Les méthodes d’authentification

Voici un article publié dans le site Web Securisa.com le 19 janvier 2005 et dans le bulletin « La sécurité simplifiée », vol. 1, no.11 (2001/11/05):

Dans le bulletin numéro 9, nous vous avions parlé des différentes fonctions de sécurité que l’on doit considérer en sécurité informatique. Une de ces fonctions concernait l’authentification. Dans cet article, nous vous présenterons différentes méthodes d’authentification.

Authentification avec un mot de passe réutilisable

Cette méthode d’authentification consiste à entrer un compte et un mot de passe réutilisable pour s’authentifier à un serveur. Le mot de passe peut-être transmis en clair ou il peut être chiffré.

Exemples: Lan Manager, NTLM v2, Kerberos, SSH.

Authentification avec un mot de passe à usage unique

Comment son nom l’indique, un mot de passe à usage unique est un mot de passe qui n’est valide qu’une fois. Il y a beaucoup de nouvelles composantes logicielles et matérielles d’implantation de mot de passe à usage unique et elles tendent à se regrouper en deux catégories : composantes synchronisées (en anglais « time synchronised ») et composantes stimulation-réponse (en anglais « challenge-response »).

Composantes synchronisées

Avec une authentification avec des composantes synchronisées, la carte de mot de passe (une composante logicielle ou matérielle servant à générer un mot de passe) et le serveur ciblé (celui qui authentifiera) génèrent un nouveau  » mot de passe  » à chaque 30 secondes, utilisant un algorithme prédéfini qui utilise la date, l’heure et « un secret partagé » pour générer un nombre aléatoire. L’usager utilise le nombre courant affiché et le transmets au serveur ciblé avec son identifiant. Le serveur compare ce nombre avec celui qu’il a également généré et connecte l’usager lorsque les nombres sont identiques.

Exemple: SecureID de Security Dynamics.

Composantes stimulation-réponse

Avec une authentification avec des composantes stimulation-réponse, le serveur cible transmet une  » stimulation  » à l’usager (habituellement une chaîne numérique ou alphanumérique) qu’il saisie dans sa carte de mot de passe. La carte calcule une réponse basé sur l’algorithme prédéfinie avec une valeur secrète partagée et affiche une réponse. L’usager retourne cette réponse et le serveur compare la réponse avec celle qu’il a calculée. Si les réponses sont identiques alors l’usager est authentifié.

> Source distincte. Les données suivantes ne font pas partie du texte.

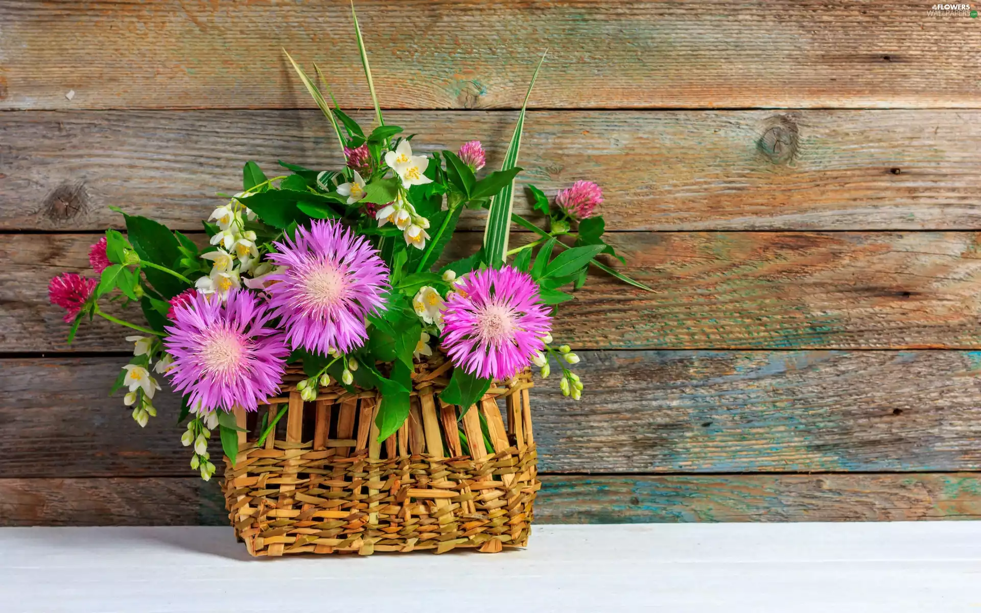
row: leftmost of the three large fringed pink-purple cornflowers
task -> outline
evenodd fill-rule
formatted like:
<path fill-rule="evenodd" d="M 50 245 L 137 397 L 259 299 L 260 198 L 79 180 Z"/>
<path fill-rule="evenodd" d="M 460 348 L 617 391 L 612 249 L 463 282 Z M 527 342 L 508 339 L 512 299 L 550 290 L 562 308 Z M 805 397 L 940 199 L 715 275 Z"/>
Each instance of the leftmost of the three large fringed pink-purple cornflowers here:
<path fill-rule="evenodd" d="M 174 356 L 167 376 L 195 412 L 255 411 L 279 392 L 289 349 L 267 328 L 271 319 L 269 307 L 244 289 L 232 289 L 225 302 L 198 294 L 174 308 L 174 325 L 165 329 Z"/>

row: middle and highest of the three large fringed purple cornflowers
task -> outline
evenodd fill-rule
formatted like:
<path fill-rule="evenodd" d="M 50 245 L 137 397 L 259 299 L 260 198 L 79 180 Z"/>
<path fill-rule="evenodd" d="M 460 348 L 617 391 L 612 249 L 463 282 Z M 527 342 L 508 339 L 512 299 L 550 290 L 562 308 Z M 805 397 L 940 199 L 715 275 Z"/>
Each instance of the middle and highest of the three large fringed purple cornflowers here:
<path fill-rule="evenodd" d="M 273 243 L 267 257 L 288 267 L 271 275 L 269 304 L 293 349 L 346 353 L 368 338 L 365 317 L 385 310 L 388 268 L 363 236 L 334 220 L 314 220 Z"/>

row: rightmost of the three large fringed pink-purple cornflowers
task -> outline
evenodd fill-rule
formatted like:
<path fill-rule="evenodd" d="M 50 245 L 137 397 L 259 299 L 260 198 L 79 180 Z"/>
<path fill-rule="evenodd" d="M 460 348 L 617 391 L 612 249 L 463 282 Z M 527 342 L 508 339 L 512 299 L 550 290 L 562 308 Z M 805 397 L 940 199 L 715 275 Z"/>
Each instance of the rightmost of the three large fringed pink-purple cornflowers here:
<path fill-rule="evenodd" d="M 458 281 L 442 312 L 442 347 L 454 366 L 505 380 L 531 364 L 551 329 L 539 286 L 511 266 L 475 271 Z"/>

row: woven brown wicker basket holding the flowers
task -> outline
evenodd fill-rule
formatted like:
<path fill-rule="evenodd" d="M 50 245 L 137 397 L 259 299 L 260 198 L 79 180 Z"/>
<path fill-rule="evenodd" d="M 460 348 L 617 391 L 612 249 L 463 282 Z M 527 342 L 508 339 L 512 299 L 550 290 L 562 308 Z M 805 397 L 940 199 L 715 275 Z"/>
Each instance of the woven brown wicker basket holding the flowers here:
<path fill-rule="evenodd" d="M 412 406 L 396 434 L 377 442 L 380 397 L 322 387 L 304 402 L 287 370 L 284 390 L 259 414 L 235 414 L 238 457 L 225 458 L 224 492 L 235 536 L 252 555 L 414 551 L 497 552 L 524 546 L 537 477 L 531 374 L 495 383 L 460 419 L 439 400 L 450 369 L 441 355 L 417 366 Z M 507 425 L 497 400 L 504 399 Z M 259 415 L 288 414 L 262 447 Z M 460 436 L 462 431 L 463 436 Z M 472 455 L 467 441 L 490 441 Z M 481 453 L 484 451 L 484 453 Z"/>

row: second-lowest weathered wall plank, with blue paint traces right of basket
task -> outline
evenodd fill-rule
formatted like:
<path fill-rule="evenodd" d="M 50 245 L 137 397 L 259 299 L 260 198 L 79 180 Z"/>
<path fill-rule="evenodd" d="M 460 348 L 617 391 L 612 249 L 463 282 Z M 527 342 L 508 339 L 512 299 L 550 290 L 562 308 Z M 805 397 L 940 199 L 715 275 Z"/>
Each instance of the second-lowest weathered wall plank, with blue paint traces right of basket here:
<path fill-rule="evenodd" d="M 981 469 L 981 354 L 582 352 L 579 402 L 533 391 L 546 473 Z M 140 430 L 107 392 L 126 357 L 0 361 L 6 477 L 194 474 L 177 398 Z M 213 445 L 217 442 L 213 442 Z M 213 453 L 217 447 L 212 449 Z"/>

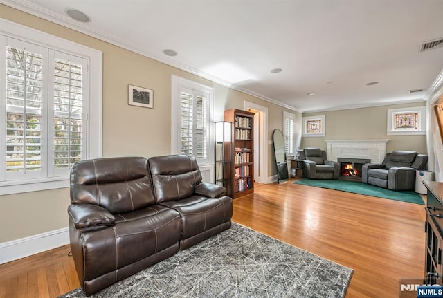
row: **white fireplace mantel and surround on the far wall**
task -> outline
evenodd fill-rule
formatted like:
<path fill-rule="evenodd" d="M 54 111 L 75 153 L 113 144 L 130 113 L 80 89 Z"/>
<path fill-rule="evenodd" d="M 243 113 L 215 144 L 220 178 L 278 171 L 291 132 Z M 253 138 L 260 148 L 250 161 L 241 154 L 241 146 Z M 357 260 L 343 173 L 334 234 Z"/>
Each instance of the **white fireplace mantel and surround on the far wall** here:
<path fill-rule="evenodd" d="M 381 163 L 386 156 L 386 143 L 381 140 L 325 140 L 329 160 L 337 158 L 369 158 L 372 163 Z"/>

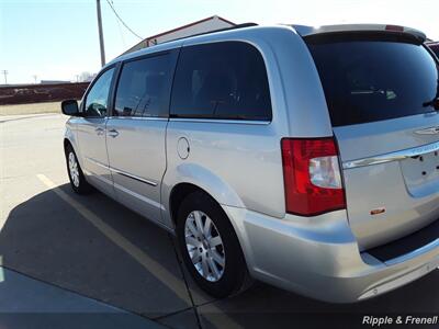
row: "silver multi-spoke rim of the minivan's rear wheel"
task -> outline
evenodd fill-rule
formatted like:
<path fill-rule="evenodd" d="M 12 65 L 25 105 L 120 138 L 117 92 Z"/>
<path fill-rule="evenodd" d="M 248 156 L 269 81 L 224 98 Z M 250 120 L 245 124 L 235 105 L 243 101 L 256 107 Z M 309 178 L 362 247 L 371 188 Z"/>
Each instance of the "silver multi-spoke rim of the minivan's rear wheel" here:
<path fill-rule="evenodd" d="M 184 225 L 185 247 L 193 266 L 210 282 L 218 281 L 225 269 L 223 240 L 215 224 L 206 214 L 194 211 Z"/>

Exemple: « SecureNet » de Digital Pathways.

Authentification par des techniques cryptographiques

Il existe deux méthodes d’authentification chiffrée : une à clés symétriques et une à clés asymétriques.

Clés symétriques (ou clés secrètes)

Un système de chiffrement à clé secrète, dit aussi symétrique, repose sur le partage entre deux personnes en communication, d’une même clé secrète utilisée à la fois pour le chiffrement des données et pour son déchiffrement. Par exemple, pour transmettre un message, on réalise au préalable le chiffrement d’un message avec un algorithme avec deux paramètres, le message et la clé ce qui va donner un fichier incompréhensible pour quelqu’un qui l’intercepte. Dans un second temps, le récepteur du message qui lui a l’algorithme et la clé correspondant au fichier va obtenir les données en clair. La clé doit être échangée préalablement à la communication par un canal sûr autre que le canal à protéger, téléphone, courrier, échange direct. En plus, du partage de la clé, les interlocuteurs choisissent un algorithme permettant le cryptage des données, cet algorithme peut constitue de lui-même le secret à partager pour les anciens système particulièrement.